Serangan hama ulat mulai mengancam hasil panen kedelai di Desa Banyusri, Wonosegoro. Akibatnya, panen kedelai kali ini kurang bagus.
Selama ini, ancaman yang dihadapi petani kedelai ada dua, yaitu ancaman banjir di musim penghujan dan serangan ulat.
Menurut salah satu petani, Salimin (47) serangan ulat biasanya terjadi di musim kemarau. Ironisnya lagi, serangan ulat ini selalu muncul saat polong mulai terisi kedelai.
Beruntung, dirinya segera melakukan upaya pembasmian dan bisa panen meski hasilnya tidak maksimal. Dari lahan seluas 300 m2, dia mendapatkan kedelai sebanyak 15 bakul, dimana setiap bakul berisi 10 liter.
“Saat ini harga kedelai mencapai Rp 61.000/ bakul,” katanya, Sabtu (13/9).

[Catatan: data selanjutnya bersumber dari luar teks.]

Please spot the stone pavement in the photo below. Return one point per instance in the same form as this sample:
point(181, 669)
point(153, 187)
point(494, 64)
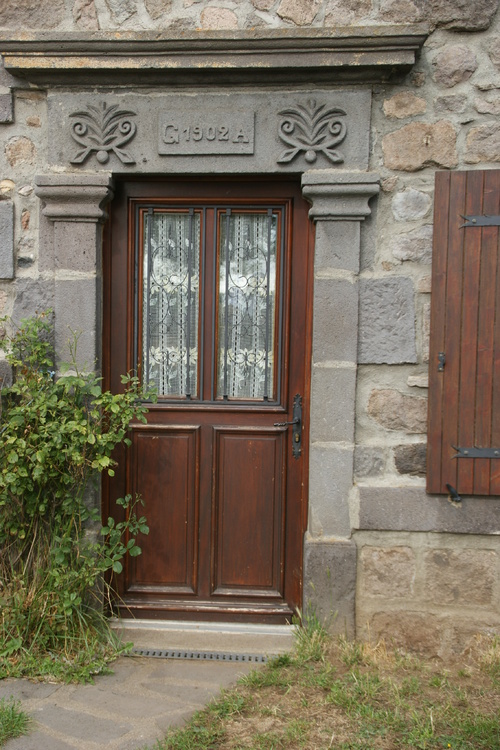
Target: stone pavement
point(133, 707)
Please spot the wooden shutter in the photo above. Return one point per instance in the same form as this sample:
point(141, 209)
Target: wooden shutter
point(464, 363)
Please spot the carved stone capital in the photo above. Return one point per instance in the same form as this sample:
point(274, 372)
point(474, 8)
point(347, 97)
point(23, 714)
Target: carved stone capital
point(339, 196)
point(74, 197)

Kepala Dinas Pertanian Perkebunan dan Kehutanan (Distanbunhut) Boyolali, Bambang Purwadi mengakui, produksi kedelai di Boyolali minim, berkisar 4.000 – 5.500 ton/ tahun. Pengembangan kedelai sebagian besar di kawasan Boyolali bagian utara.
Antara lain, wilayah Kecamatan Juwangi dan Kemusu yang memanfaatkan sebagian tanah milik Perhutani. Juga kawasan ladang tadah hujan di Wonosegoro, Nogosari, Sambi dan Simo.
“Minimnya produksi kedelai disebabkan petani enggan menanam komoditas tersebut, alasan klasik, tanam kedelai rumit dan pemupukan harus tepat waktu,” tandas Bambang Purwadi.